Kurz vor zehn Uhr haben sich erst vier Deportivos auf Platz elf eingefunden, einer noch in Alltagsklamotten, zwei schnüren noch die Schuhe, während gegen fünfzehn Morgensterne, offensichtlich hellwach und motiviert, am Einspielen sind. Einer der «Warum tue ich mir das an?»-Augenblicke. Das wird bitter – falls das Spiel überhaupt angepfiffen wird.
Es wird. Und weil Captain Miro auf Platz 7, wohin er sie fälschlicherweise beordert hatte, noch Spieler auftreiben konnte, sind wir plötzlich gar zu zwölft. «Elf Depos sollt ihr sein!», hatte er gefordert, zwölf waschechte Depos sind gekommen. Dazu gesellt sich als Gast kurz nach Spielbeginn Florians Kollege Simon – und als aus dem tiefen Thurgau auch noch Romeo angereist kommt, bereit für seinen ersten Saisoneinsatz, keimt so etwas wie Hoffnung auf, dieses Team könnte doch noch nicht am Boden liegen. Aber bleiben wir realistisch: Yann ist auf der Reise nach Apulien, die Teamstützen Vögi und Oklé weilen zur Vermählung von Kamerad Jenni im Engadin, Tihi bleibt fern, weil er sich irgendwann zwischen Mitternacht und Morgengrauen, wie auch immer, «eine Zerrung geholt hat».
Und Morgenstern geht plangemäss in Führung; Aushilfsgoalie Flo Keller ist machtlos. Wars das? Gibts eine erneute Demütigung? Nein. Miki gleicht mit einem Hammerschuss aus, Depo kämpft, Depo rackert, Depo hat sich noch nicht aufgegeben. Hinten stehen Schumms, Fisch, ein über sich hinauswachsender Reto und Pascal wie ein Mann, vorn wirbeln Rico, Simon, Gregi, Benno und Miki. Da ist es wieder: das Depo-Herz. Es pocht. Romeo fügt sich ein, als wäre er nie weggewesen. Dann gelingt dir nahe der Mittellinie die Balleroberung, du spitzelst den Ball nach vorn, wo Rico aufs Lässigste zuerst den letzten Verteidiger und dann den Torwart umkurvt und zum 2-1 einschiebt. Träumst du?
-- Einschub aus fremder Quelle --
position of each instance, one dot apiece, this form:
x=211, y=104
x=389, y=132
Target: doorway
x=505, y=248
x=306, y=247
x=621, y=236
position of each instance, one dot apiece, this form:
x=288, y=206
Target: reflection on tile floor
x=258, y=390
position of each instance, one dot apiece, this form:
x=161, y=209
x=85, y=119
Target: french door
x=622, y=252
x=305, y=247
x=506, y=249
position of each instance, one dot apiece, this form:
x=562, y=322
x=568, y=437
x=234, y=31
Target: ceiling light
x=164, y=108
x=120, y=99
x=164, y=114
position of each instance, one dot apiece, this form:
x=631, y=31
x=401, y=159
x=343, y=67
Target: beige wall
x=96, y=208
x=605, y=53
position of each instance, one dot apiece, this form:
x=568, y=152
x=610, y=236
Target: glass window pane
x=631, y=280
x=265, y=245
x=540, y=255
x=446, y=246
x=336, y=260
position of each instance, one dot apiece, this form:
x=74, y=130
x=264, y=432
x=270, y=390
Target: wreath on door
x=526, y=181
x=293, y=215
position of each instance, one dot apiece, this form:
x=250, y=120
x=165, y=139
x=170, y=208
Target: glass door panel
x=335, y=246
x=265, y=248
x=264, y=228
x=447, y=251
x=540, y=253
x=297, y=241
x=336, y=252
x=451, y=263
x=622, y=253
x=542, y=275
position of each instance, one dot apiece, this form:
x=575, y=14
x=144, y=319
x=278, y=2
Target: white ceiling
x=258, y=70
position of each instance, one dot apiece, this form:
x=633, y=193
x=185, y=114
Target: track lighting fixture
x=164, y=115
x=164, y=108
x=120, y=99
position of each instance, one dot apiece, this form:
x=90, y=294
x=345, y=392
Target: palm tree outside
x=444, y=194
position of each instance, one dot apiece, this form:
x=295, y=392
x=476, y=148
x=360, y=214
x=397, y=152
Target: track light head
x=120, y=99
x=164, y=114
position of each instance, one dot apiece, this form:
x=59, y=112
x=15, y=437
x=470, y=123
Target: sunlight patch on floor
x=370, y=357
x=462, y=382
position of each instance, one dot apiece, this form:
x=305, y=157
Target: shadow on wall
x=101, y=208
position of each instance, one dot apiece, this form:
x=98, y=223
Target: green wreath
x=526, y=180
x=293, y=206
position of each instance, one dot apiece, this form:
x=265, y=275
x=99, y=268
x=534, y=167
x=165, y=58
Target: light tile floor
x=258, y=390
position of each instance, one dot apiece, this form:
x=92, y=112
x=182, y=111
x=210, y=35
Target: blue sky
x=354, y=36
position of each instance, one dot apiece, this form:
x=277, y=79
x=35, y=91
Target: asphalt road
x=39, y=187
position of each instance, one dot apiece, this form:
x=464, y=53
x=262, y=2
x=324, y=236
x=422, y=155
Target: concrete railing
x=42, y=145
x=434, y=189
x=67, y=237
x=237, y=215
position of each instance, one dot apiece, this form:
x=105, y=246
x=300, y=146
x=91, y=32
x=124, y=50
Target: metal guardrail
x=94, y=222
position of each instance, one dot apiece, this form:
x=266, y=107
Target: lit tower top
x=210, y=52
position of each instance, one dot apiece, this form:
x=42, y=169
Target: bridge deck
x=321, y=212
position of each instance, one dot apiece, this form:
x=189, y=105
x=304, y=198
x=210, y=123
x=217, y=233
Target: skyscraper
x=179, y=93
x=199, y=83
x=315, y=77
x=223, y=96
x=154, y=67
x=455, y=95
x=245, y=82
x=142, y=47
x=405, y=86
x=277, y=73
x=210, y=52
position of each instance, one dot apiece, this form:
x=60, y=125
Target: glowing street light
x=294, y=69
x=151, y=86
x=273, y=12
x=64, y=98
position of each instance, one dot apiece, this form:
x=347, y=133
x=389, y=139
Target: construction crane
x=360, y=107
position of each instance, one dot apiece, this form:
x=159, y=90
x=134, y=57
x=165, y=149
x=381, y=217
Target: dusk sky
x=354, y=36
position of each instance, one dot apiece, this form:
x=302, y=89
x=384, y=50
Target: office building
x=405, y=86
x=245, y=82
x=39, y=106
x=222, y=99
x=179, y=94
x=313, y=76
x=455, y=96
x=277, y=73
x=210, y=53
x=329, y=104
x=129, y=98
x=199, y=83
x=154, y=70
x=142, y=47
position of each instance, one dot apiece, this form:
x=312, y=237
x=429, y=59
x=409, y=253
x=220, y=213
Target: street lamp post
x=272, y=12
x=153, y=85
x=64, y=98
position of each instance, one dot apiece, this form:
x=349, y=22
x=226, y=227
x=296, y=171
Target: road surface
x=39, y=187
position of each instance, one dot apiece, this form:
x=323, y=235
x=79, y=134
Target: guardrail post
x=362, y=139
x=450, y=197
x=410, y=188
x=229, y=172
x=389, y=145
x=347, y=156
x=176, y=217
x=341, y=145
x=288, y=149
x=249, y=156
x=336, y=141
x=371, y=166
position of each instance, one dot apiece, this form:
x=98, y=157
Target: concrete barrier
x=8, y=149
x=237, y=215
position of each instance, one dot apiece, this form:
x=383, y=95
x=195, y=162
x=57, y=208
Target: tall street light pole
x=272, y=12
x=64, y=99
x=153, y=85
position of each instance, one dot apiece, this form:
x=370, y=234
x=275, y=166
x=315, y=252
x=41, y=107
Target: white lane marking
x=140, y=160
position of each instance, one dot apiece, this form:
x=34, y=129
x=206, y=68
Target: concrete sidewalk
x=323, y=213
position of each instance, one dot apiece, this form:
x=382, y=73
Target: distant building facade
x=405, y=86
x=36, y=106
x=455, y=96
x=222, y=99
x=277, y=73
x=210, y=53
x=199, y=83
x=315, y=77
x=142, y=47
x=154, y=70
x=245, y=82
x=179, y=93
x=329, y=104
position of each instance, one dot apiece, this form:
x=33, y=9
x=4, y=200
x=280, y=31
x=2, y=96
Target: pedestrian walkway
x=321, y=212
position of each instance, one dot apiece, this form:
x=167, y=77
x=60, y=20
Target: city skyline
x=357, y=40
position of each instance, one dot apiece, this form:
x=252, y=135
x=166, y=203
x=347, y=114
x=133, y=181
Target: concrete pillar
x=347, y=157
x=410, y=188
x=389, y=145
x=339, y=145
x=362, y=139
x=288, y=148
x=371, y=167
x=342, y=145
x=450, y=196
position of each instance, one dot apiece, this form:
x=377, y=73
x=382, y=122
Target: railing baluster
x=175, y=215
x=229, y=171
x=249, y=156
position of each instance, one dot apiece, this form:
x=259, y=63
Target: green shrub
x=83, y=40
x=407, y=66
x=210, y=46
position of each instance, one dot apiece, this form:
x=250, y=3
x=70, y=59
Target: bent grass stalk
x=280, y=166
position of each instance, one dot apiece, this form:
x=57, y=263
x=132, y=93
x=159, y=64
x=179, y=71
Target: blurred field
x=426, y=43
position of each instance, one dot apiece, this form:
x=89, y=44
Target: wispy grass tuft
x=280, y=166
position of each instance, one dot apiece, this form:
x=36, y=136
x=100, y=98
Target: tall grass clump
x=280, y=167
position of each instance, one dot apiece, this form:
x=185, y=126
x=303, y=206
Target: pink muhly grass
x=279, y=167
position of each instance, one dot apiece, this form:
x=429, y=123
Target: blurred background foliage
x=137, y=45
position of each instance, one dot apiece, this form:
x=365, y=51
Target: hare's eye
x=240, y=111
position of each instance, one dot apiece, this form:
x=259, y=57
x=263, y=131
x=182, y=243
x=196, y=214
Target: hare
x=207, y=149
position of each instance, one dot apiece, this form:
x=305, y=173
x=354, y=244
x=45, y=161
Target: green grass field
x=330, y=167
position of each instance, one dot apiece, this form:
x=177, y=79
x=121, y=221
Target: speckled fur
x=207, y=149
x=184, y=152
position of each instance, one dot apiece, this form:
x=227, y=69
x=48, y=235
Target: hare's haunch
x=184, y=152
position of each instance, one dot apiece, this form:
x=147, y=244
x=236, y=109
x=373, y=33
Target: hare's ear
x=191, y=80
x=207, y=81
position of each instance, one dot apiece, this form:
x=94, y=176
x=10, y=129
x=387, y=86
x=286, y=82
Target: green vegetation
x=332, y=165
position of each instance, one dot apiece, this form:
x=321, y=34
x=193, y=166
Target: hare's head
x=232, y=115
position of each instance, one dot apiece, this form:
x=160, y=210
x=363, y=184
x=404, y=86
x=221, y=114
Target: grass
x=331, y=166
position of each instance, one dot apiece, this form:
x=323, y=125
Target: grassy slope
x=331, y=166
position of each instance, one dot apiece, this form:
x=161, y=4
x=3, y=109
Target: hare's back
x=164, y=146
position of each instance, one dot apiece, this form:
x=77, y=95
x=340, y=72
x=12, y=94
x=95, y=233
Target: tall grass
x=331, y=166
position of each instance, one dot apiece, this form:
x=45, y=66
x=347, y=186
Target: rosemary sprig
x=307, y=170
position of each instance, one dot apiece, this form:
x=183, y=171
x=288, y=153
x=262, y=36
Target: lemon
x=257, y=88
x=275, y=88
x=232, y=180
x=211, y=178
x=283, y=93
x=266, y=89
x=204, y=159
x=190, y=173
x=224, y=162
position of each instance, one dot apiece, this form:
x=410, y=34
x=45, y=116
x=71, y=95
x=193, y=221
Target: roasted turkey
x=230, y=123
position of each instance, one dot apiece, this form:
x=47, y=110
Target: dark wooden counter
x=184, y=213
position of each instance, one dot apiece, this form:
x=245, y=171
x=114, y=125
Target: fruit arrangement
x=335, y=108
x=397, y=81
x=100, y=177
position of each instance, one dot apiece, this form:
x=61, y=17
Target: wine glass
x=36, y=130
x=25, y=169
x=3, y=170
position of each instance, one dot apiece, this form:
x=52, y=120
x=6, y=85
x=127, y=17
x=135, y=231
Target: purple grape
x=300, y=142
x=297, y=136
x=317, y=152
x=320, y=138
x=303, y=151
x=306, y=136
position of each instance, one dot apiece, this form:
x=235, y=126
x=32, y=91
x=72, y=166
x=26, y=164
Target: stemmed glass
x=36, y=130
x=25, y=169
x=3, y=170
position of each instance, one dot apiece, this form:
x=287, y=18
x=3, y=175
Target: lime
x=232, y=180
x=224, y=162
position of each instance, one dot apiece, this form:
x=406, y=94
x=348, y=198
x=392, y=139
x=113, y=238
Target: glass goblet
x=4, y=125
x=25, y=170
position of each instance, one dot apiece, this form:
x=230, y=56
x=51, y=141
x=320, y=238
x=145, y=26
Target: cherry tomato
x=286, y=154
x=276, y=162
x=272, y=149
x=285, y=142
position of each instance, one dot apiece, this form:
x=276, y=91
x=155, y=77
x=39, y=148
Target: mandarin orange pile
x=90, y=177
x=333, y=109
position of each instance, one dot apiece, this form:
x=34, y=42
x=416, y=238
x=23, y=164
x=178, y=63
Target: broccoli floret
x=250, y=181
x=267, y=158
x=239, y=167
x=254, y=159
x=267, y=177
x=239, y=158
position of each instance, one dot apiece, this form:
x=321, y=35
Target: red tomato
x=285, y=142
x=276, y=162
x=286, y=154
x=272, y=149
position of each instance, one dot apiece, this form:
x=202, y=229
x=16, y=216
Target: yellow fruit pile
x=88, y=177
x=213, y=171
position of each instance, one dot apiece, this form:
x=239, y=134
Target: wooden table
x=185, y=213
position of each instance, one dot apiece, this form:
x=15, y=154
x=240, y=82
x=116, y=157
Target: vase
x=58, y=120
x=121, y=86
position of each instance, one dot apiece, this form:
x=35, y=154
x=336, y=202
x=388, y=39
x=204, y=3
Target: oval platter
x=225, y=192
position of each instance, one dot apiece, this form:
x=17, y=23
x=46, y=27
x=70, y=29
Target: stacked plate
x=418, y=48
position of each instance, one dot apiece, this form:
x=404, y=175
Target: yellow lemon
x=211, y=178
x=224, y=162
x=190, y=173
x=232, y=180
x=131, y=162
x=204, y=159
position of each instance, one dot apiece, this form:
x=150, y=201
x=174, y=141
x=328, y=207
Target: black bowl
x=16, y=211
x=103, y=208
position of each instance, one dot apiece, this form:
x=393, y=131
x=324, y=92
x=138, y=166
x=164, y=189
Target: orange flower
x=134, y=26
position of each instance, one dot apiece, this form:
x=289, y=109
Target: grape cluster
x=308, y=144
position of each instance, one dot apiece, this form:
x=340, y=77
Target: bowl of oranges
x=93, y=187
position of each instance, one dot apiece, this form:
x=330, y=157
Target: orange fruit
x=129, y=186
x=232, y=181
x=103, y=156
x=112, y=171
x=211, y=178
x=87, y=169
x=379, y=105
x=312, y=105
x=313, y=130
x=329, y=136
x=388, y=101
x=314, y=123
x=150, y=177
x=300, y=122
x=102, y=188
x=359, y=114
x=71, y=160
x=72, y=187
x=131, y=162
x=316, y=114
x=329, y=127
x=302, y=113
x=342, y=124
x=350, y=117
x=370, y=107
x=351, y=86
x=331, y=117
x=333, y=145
«Vielleicht», sagt der überraschte Captain in der Pause, «können wir die sogar schlagen?» Wir können. Depo übersteht nach dem Wechsel eine trotzige Druckphase des Gegners, beginnt das Spiel rasch wieder zu dominieren, drückt unablässig und zwingt Morgenstern – das sich nicht etwa aufgibt, sondern bis zuletzt aufbäumt – mit souveränem Kurzpassspiel in die Knie. Unsere gefühlt beste Saisonleistung! Diszipliniert, engagiert, leidenchaftlich. Gregi und Gast Simon erhöhen auf 4-1, zuletzt darf sich gar der aufgerückte Reto als Torschütze einschreiben, derweil Simon Sigg, unser Goalie nach der Pause, ungeschlagen bleibt. Hey, wir haben Morgenstern 5-1 bezwungen, die Sonne scheint, das Leben ist schön – Märchen werden wahr.
Bis nächsten Sonntag, wenn es wieder heisst: Elf Depos müsst ihr sein! Und auf dem Heimweg denkst du: Dieses Team macht mächtig Lust, noch eine Saison anzuhängen.